Traders are looking to Chinese factory data for clues on the global outlook after the world’s second-largest economy slowed more sharply than expected in July. The nation’s key manufacturing gauge has fallen since April and a slide into contractionary territory could spur a rise in risk-off sentiment and hurt Asian currencies.
Regional exchange rates have struggled to navigate the fallout from the pandemic, with the Thai baht falling over 8% to lag all its Asian peers this year. Taiwan’s dollar and the Chinese yuan have proven to be more resilient, but even they could find it hard to extend gains as the outlook dims, according to TD Securities.

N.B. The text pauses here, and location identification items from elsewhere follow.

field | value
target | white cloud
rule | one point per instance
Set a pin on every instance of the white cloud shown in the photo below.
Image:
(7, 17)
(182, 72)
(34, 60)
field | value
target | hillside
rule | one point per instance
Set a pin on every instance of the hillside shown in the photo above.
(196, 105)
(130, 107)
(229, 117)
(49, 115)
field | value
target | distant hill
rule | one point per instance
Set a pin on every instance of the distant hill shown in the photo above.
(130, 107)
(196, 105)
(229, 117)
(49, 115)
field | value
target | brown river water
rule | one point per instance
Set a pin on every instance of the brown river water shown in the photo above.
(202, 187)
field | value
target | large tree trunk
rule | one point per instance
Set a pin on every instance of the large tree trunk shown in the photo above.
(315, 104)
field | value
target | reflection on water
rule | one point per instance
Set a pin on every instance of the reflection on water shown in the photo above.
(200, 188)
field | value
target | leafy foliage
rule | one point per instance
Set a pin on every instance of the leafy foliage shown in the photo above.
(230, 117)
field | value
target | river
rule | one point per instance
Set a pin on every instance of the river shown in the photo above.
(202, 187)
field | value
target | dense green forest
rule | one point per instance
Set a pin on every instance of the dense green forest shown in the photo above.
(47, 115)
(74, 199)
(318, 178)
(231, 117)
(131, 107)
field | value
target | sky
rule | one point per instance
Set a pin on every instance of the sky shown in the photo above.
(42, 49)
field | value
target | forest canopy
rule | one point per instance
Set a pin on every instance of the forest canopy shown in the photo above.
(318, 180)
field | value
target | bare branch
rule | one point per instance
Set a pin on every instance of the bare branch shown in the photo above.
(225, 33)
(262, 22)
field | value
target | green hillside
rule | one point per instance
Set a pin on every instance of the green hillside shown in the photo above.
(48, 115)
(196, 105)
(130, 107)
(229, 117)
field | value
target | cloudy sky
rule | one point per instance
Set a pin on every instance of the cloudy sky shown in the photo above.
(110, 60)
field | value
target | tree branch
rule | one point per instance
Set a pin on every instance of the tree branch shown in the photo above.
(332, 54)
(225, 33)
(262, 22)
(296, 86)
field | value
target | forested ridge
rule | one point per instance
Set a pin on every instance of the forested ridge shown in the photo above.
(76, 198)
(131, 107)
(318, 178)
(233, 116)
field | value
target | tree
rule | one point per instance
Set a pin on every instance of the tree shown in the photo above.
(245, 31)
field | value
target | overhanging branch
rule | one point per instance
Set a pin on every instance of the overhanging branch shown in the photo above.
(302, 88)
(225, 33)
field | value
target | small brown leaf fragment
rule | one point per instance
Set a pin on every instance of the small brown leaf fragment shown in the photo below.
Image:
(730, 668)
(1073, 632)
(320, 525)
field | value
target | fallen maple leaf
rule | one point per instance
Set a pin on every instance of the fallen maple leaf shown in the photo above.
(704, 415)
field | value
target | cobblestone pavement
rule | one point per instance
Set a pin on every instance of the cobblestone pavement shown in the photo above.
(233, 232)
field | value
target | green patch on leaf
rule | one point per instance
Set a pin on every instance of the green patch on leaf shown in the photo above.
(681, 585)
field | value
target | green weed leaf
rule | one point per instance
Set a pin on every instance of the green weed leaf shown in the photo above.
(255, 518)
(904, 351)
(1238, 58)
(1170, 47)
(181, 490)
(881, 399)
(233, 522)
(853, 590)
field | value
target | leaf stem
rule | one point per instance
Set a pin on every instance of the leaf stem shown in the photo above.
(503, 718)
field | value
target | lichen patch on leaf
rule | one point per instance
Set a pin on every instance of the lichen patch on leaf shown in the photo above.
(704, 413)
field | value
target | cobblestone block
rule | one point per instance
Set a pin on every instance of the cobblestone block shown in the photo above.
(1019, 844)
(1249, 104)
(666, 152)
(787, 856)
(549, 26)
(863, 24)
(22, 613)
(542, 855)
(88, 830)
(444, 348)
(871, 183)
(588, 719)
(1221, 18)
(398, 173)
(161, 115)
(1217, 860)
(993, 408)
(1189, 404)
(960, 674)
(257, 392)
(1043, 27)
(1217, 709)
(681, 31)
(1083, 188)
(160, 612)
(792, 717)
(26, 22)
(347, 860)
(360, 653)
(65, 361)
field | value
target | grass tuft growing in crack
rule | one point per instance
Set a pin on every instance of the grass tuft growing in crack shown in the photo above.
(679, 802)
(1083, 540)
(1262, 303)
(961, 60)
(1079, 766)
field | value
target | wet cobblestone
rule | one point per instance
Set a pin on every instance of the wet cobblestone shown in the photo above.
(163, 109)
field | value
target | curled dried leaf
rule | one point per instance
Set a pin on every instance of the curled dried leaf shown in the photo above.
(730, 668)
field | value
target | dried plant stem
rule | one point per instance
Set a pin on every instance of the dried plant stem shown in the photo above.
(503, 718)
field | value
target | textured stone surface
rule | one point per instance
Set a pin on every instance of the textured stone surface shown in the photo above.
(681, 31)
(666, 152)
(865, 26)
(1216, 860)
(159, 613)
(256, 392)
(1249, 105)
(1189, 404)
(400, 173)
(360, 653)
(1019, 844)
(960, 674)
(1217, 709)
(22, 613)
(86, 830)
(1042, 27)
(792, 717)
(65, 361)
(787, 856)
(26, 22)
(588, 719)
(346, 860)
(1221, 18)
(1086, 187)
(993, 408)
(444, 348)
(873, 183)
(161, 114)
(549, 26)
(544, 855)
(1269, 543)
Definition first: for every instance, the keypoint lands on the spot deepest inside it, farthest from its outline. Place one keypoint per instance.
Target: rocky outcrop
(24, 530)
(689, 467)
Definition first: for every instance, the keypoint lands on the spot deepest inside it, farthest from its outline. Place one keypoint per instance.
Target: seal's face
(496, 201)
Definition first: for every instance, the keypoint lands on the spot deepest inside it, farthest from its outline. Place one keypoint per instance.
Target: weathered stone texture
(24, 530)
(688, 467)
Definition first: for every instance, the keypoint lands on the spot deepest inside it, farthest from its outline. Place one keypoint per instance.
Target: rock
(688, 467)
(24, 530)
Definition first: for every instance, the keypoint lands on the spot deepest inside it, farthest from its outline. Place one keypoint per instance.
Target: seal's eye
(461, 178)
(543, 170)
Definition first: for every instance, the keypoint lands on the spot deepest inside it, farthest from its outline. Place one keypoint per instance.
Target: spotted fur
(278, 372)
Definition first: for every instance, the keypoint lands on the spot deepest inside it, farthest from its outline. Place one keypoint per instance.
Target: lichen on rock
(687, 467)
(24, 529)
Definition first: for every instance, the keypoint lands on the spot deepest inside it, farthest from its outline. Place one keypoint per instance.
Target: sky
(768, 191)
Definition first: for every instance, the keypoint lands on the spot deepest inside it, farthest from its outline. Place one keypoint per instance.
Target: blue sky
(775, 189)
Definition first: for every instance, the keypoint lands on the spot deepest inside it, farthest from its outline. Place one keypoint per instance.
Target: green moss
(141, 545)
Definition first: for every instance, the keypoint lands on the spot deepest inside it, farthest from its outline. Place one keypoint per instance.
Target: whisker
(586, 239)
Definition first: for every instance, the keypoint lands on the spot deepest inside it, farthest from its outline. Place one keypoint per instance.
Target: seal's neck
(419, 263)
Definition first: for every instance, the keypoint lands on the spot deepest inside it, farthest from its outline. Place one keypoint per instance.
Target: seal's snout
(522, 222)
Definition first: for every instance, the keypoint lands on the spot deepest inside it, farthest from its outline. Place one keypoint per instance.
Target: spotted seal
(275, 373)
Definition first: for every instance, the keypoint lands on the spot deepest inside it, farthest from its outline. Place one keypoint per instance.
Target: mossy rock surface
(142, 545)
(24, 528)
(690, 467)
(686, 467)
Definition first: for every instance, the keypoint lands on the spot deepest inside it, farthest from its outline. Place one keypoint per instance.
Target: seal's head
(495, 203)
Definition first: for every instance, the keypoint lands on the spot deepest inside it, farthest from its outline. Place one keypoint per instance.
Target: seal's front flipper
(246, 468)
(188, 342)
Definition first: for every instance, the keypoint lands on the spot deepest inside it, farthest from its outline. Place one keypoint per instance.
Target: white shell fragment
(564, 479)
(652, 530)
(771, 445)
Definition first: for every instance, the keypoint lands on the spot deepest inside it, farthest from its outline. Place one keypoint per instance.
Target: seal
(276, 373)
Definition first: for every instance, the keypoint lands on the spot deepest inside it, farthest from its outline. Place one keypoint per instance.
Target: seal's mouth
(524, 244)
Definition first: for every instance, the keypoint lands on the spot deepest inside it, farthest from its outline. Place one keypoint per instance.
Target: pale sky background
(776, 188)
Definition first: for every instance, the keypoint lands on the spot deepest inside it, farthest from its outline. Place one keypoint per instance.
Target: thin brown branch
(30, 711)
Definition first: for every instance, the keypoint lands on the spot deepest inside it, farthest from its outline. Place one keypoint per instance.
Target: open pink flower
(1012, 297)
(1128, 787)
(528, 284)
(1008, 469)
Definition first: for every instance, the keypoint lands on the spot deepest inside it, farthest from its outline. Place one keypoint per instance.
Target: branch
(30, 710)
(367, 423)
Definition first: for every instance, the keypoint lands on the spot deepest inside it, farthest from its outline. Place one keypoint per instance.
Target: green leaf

“Markets are already starting to price in weaker global growth prospects in the months ahead, with peak growth having already passed,” said Mitul Kotecha, chief EM Asia and Europe strategist at TD Securities in Singapore. “China is contributing to this as seen in its recent data releases and this is likely to be echoed in the release of China’s August PMI data.”
Economists predict this week’s report will show that China’s manufacturing purchasing managers’ index dropped to 50.1 in August, the lowest since February 2020. A reading above the 50-mark signals an expansion in output.
Chinese exports, retail sales and industrial production growth all missed economists’ estimates in July as a new wave of virus infections hurt consumption and global growth. The central bank has since pledged to stabilize the supply of credit and boost the amount of money supporting smaller firms and the real economy.
“For Asia, the most growth-sensitive currencies are the more open trade economies such as Korea, Taiwan, Singapore and China,” said TD Securities’ Kotecha. “These have outperformed through the Covid crisis, but weaker growth prospects and slowing trade could limit gains in these currencies.”
The pandemic has hurt Southeast Asian currencies particularly hard, with the baht tumbling to a a three-year low in August. The Malaysian ringgit dropped to the weakest in more than a year while the Philippine peso slid to a 15-month trough.
It may be worthwhile noting that even if China’s manufacturing print surprises on the upside, the bout of relief for Asian currencies could be brief. Attention will quickly turn to US non-farm payrolls data due Sept 3, with the dollar expected to resume its advance if a strong report delivers another boost to Treasury yields.